R/read_incidence.R

Defines functions read_incidence

Documented in read_incidence

#' Read incidence data
#'
#' Reads in incidence data. Checks and organises columns for use with the Slope-Hunter analyses. Infers p-values when possible from beta and se.
#'
#' @md
#' @param filename Filename (formatted as .gz, .csv or .txt). Must have header with at least the `SNP`, `beta`, `se` and `EA`columns present.
#' @param snp_col Required name of column with SNP rs IDs. The default is `"SNP"`.
#' @param beta_col Required name of column with effect sizes.
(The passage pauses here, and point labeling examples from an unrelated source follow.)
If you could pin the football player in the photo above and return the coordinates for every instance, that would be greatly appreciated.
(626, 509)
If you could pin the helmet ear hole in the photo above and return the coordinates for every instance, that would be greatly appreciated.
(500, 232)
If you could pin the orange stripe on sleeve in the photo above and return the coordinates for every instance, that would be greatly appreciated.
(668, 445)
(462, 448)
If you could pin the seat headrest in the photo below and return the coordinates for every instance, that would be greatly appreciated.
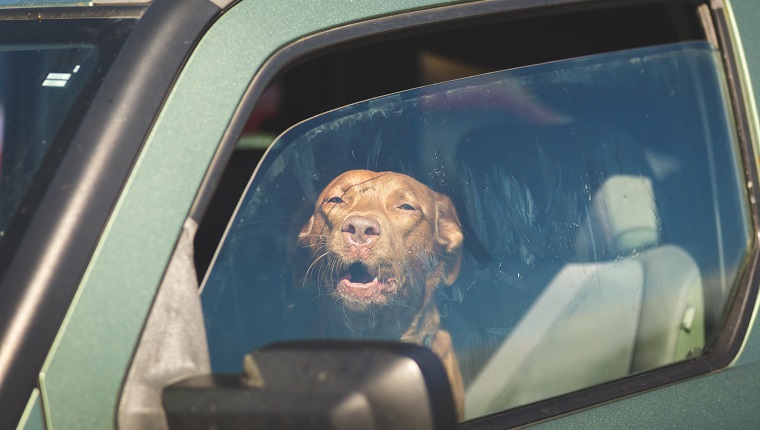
(621, 218)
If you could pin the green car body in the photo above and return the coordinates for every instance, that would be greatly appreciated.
(81, 379)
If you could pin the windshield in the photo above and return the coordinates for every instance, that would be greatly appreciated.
(542, 229)
(49, 71)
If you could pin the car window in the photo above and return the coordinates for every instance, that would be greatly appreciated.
(543, 229)
(50, 70)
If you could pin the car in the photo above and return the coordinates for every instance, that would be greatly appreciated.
(555, 222)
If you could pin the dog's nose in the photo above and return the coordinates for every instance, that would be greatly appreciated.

The default is `"BETA"`.
#' @param se_col Required name of column with standard errors. The default is `"SE"`.
#' @param pval_col Name of column with p-value (optional). The default is `"PVAL"`. It will be Inferred when possible from beta and se.
#' @param eaf_col Name of column with effect allele frequency (optional). The default is `"EAF"`.
#' @param effect_allele_col Required for harmonisation. Name of column with effect allele. Must be "A", "C", "T" or "G". The default is `"EA"`.
#' @param other_allele_col Required for harmonisation. Name of column with non-effect allele. Must be "A", "C", "T" or "G". The default is `"OA"`.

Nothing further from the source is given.